It’s been a minute since I’ve introduced an up-and-comer, so let’s get into it shall we…
Mabel is a 21-year-old London-based, Stockholm-bred singer-songstress on the rise who happens to be the youngest daughter of singer Neneh Cherry and producer Cameron McVey – music runs in her blood!
And while I may just be getting a proper post up on her now, Mabel already has earned herself some quality attention since releasing her debut single “Know Me Better” back in 2015: Tipped for BBC Music’s highly coveted Sound of 2016 poll, Mabel has only continued to refine her instantly identifiable sound and look over the course of last year. She’s collaborated with SBTRKT, toured arenas with Years & Years, and showcased even bigger promise with the release of the stomping and shimmering love anthem “Thinking Of You,” which has now been streamed over 7 million times. I’m here to keep the well-deserved buzz going…
Mabel kicked things off this year with the March release of “Finders Keepers” featuring Kojo Funds, the lead single off of her upcoming debut Bedroom EP, due out on May 26 via Polydor and Capitol Records. The summery, dancehall-tinged production is all kinds of familiar, but it’s Mabel‘s soulful, full-bodied vocal delivery that keeps it distinctly her.

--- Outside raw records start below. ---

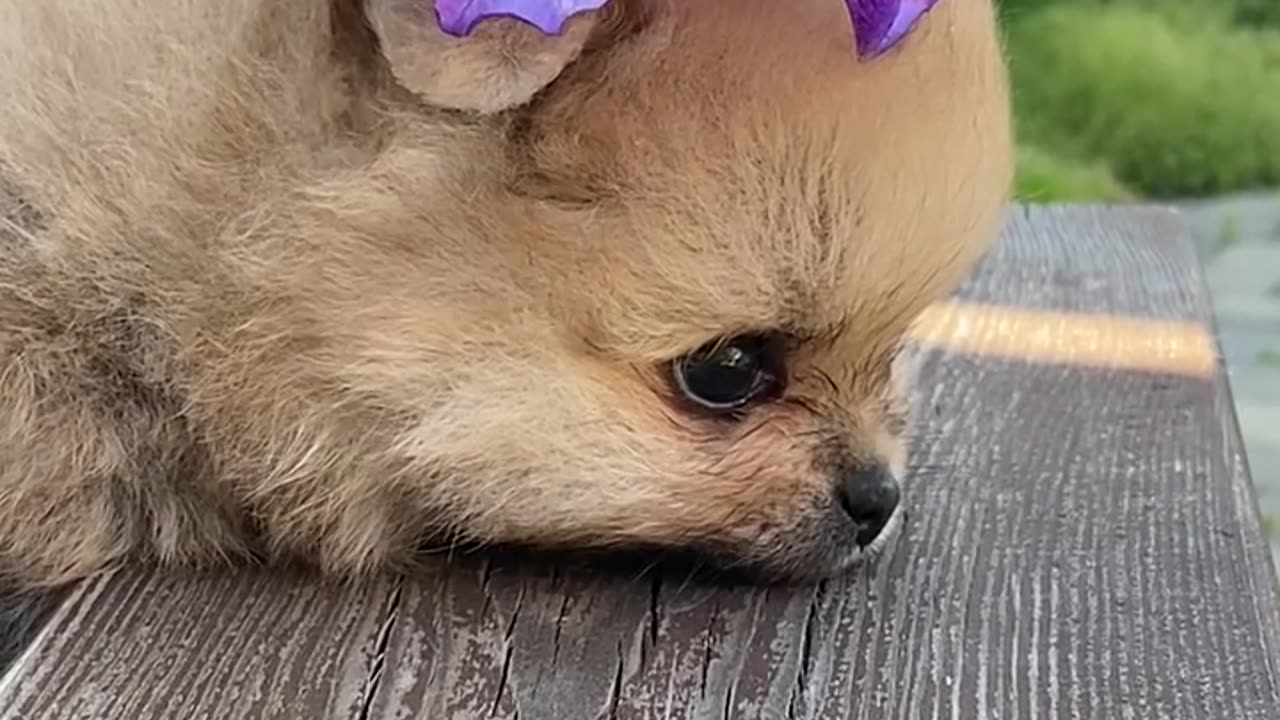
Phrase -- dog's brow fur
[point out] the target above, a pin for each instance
(315, 279)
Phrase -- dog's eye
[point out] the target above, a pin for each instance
(728, 376)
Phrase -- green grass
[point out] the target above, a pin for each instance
(1147, 98)
(1269, 359)
(1043, 177)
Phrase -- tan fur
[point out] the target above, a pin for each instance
(259, 291)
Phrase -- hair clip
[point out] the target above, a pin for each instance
(878, 24)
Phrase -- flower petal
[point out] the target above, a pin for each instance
(881, 24)
(461, 17)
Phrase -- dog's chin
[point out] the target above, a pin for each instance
(826, 551)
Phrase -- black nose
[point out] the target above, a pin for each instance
(869, 493)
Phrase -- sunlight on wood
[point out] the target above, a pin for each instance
(1068, 338)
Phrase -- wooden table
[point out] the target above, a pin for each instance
(1083, 543)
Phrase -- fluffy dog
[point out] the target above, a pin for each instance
(312, 279)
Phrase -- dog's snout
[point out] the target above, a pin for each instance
(869, 495)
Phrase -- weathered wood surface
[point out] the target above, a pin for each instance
(1083, 543)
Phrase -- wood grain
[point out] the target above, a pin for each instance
(1083, 543)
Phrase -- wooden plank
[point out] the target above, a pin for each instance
(1083, 543)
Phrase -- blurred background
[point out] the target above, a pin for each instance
(1178, 103)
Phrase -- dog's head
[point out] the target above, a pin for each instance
(658, 269)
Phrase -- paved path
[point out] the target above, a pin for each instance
(1239, 241)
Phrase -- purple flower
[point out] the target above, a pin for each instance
(461, 17)
(881, 24)
(878, 24)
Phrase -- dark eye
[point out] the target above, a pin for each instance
(728, 376)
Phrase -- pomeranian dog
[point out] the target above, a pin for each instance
(318, 281)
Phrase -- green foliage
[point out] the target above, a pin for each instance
(1174, 101)
(1043, 177)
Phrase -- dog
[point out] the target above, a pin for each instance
(320, 281)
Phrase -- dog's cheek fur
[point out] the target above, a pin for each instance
(272, 300)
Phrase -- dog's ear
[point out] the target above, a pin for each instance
(501, 64)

The chorus alone is immediate all at once, and the lyrics – to the point and repetitive – are captivating and fresh on all counts: “Put your arms all around it/ Take it now that you’ve found it/ It don’t need to be no deeper/ It’s finders keepers…“
This week, Mabel one-ups herself with yet another winning output: “Bedroom,” written in Los Angeles with Kid Harpoon (Years & Years, Jessie Ware) and Sarah Aarons.
“Bedroom” feels fresh too, but in a different way – she’s confident, destructive and more assertive as shes dwells into the dark, brooding verses and soaring chorus all about facing up to a toxic relationship that you’re tired of trying to fix. “You can only see me in the bedroom, bedroom/ See me in the bedroom/ You can only see me in the bedroom, bedroom,” she declares across the hard-edged, buzzing production.
It’s a relatable anthem of feminine independence, sexuality and control. I’m a sucker for a good independence bop.
Fittingly to create the just released visual, Mabel, who has a long history of dance, teamed up once again with director and choreographer Holly Blakely, her collaborator for the “Talk About Forever” video for reopening of London’s Tate Modern: the resulting “Bedroom” clip rejects a dependence on a love-interest, instead focusing on a strong, all-female cast in the confessional setting of a sleepover.
Mabel has all the right traits: The voice, the songwriting talent, the looks, the style, the distinct point of view – it’s all there. Get familiar now folks!